Dear iPhone–It Was Just Physical, and Now It’s Over - dnetesn
http://nautil.us/blog/-dear-iphoneit-was-just-physical-and-now-its-over
======
taylodl
So a smartphone is an all-or-nothing proposition? I don't think so. My
smartphone has improved my family life. As a background, my family consists of
myself, my wife, two kids in graduate school, and a kid in high school. We
have a family chat (group iMessage) we utilize nearly every day with everyone
texting something interesting they've learned and seen or reacting to major
news events. It really keeps us connected.

During lunch at work my friends and I will watch YouTube videos together that
one of us have found interesting or entertaining.

I say this to provide a counterpoint that smartphones can actually help bring
families and teams closer, making them more cohesive.

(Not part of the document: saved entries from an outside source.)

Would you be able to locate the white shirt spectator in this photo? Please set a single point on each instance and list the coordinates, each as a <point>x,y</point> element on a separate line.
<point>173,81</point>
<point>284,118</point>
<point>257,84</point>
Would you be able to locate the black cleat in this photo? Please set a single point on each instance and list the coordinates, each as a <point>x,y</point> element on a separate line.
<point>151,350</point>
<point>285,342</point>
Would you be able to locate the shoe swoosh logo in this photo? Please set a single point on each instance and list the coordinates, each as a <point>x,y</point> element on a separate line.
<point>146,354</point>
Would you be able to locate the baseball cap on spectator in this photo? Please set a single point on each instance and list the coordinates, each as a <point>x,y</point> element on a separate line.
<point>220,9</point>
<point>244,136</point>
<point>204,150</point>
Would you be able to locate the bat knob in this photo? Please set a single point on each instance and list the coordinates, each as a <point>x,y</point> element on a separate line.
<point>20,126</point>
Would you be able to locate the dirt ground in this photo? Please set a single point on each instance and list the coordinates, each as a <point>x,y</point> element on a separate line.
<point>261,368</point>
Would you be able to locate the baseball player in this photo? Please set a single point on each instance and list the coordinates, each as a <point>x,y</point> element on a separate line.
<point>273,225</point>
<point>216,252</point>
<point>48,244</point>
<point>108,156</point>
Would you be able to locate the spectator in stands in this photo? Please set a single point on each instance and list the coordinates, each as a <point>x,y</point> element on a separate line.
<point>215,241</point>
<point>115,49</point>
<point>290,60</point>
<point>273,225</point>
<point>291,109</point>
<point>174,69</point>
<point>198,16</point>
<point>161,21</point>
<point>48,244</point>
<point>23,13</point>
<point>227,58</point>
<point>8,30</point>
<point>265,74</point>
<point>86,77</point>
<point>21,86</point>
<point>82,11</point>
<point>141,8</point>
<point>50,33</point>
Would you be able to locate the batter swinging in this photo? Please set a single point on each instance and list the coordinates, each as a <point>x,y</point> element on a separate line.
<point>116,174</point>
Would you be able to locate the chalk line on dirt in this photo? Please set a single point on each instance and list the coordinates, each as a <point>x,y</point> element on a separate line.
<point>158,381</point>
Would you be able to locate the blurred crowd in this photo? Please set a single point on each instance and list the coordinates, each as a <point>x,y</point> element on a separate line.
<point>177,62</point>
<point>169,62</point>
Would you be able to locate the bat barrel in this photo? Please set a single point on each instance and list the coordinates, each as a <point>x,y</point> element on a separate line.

Now there are downsides, and those can be mitigated with some simple rules.
First, and probably most important, no phone usage during dinner. Not only is
the phone not allowed to be used, it's not allowed to be present at the dinner
table. We have the same rule at lunch. No phone unless we're watching a
YouTube video together or someone is looking something up that's relevant to a
conversation we're having. Similarly, our company has a Be Here Now policy for
meetings. Phones are to be put away and notifications are to be disabled.
You're even allowed and encouraged to call people out for violating this
policy.

Once you've done these simple things something starts to happen: your phone
becomes a part of your life instead of consuming the entirety of your life.
You realize there's a time and a place for everything and learn how to achieve
better balance. The all-or-nothing approach is not balanced.